Kasus Perundungan Siswi SMP di Surabaya Viral, Polisi Masih Proses Penanganan

Kasus Perundungan Siswi SMP di Surabaya Viral, Polisi Masih Proses Penanganan

Foto : Ist, Sumber : InsideLombok

SURABAYA, RANAHRIAU.COM- Sebuah video yang memperlihatkan aksi perundungan disertai kekerasan fisik terhadap seorang siswi SMP di Surabaya viral di media sosial. Dalam video tersebut, korban tampak dikerumuni oleh lebih dari lima remaja perempuan dan mengalami kekerasan verbal maupun fisik.

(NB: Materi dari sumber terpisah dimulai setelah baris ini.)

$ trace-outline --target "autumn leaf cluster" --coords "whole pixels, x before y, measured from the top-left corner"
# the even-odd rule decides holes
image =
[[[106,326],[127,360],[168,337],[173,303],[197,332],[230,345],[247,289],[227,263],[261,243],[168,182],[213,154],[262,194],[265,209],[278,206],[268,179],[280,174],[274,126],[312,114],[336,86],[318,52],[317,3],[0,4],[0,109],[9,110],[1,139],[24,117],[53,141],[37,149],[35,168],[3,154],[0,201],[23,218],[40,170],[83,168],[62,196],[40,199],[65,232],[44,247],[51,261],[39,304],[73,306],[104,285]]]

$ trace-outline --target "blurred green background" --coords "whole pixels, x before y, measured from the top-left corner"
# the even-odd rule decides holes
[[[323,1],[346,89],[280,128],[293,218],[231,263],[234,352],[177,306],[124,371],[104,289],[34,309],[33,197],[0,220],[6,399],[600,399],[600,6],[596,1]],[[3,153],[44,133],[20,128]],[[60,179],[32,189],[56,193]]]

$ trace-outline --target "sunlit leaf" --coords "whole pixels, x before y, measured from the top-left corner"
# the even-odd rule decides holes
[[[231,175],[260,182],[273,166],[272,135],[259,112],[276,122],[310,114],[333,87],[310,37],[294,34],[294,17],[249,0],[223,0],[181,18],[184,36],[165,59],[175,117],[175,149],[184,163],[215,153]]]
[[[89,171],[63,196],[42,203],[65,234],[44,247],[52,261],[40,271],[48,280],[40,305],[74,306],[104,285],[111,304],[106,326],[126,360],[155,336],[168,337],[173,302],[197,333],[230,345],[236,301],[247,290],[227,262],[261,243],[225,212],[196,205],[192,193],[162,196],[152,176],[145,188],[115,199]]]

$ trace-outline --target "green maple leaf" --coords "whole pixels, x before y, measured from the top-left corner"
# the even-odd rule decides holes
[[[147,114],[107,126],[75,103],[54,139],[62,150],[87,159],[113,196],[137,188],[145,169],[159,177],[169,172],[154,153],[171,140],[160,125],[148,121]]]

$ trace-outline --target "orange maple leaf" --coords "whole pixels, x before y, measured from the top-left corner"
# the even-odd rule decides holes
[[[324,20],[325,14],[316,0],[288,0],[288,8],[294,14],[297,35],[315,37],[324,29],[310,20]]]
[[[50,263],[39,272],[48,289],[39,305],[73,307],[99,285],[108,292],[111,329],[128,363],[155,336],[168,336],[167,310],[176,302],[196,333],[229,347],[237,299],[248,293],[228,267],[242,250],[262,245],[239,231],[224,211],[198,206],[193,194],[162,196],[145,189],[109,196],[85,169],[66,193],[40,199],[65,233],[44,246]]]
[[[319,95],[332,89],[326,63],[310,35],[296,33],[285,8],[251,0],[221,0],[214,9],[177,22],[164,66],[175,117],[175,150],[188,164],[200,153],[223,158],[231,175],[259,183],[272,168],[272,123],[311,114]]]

Dalam rekaman yang beredar luas, para pelaku terlihat menoyor kepala korban secara bergantian dari berbagai arah, menampar, serta memukul bagian wajah. Korban yang seorang diri tidak melakukan perlawanan dan hanya menangis, bahkan sempat diminta oleh para pelaku untuk menghentikan tangisannya.

Peristiwa tersebut diketahui terjadi di kawasan Kelurahan Kapasari, Surabaya, dan diduga direkam oleh salah satu pihak sebelum akhirnya menyebar di media sosial. Korban berinisial CP (13), siswi kelas I SMP. Sementara itu, terdapat tujuh remaja perempuan yang diduga terlibat sebagai pelaku, masing-masing berinisial SL (13), DA (12), CPR (13), SPE (14), IR (14), GA (13), dan PR (13). Seluruhnya masih berstatus anak di bawah umur.

Berdasarkan informasi yang dihimpun, aksi perundungan dan kekerasan tersebut terjadi pada 30 Desember 2025. Setelah kejadian itu, korban bersama orang tuanya melaporkan peristiwa tersebut ke pihak kepolisian pada 1 Januari 2026. Laporan tersebut tercatat dengan nomor TBL-B/01/I/2026/SPKT/POLSEK SIMOKERTO. Hingga kini, kasus tersebut masih dalam proses penanganan aparat kepolisian.

Akibat kekerasan yang dialaminya, korban mengalami luka fisik berupa lebam di bagian pelipis mata serta benjolan di bagian belakang kepala dan telah menjalani pengobatan medis. Selain itu, korban juga mengalami trauma psikologis. Meski telah kembali ke sekolah, korban belum dapat mengikuti kegiatan belajar mengajar secara normal dan masih dalam tahap penyesuaian.

Kepala Dinas Pemberdayaan Perempuan dan Perlindungan Anak serta Pengendalian Penduduk dan Keluarga Berencana (DP3APPKB) Kota Surabaya, Ida Widayati, mengatakan pihaknya telah memberikan pendampingan kepada korban sejak awal Januari 2026. Pendampingan tersebut dimulai pada 5 Januari 2026 dan mencakup dukungan psikologis, fasilitasi visum, serta pengawalan proses hukum.

“Proses hukumnya sudah berjalan dan kami sudah berkoordinasi dengan Polrestabes. Saat ini masih dalam proses,” ujar Ida, Sabtu (31/1/2026).

DP3APPKB Surabaya menegaskan bahwa pendampingan juga diberikan kepada para terduga pelaku, mengingat seluruh pihak yang terlibat masih berstatus anak di bawah umur. Penanganan kasus ini dilakukan sesuai dengan sistem peradilan anak.

Kasus tersebut menjadi perhatian publik dan menyoroti pentingnya pencegahan perundungan di lingkungan anak dan remaja, serta peran keluarga, sekolah, dan masyarakat dalam menciptakan lingkungan yang aman bagi anak.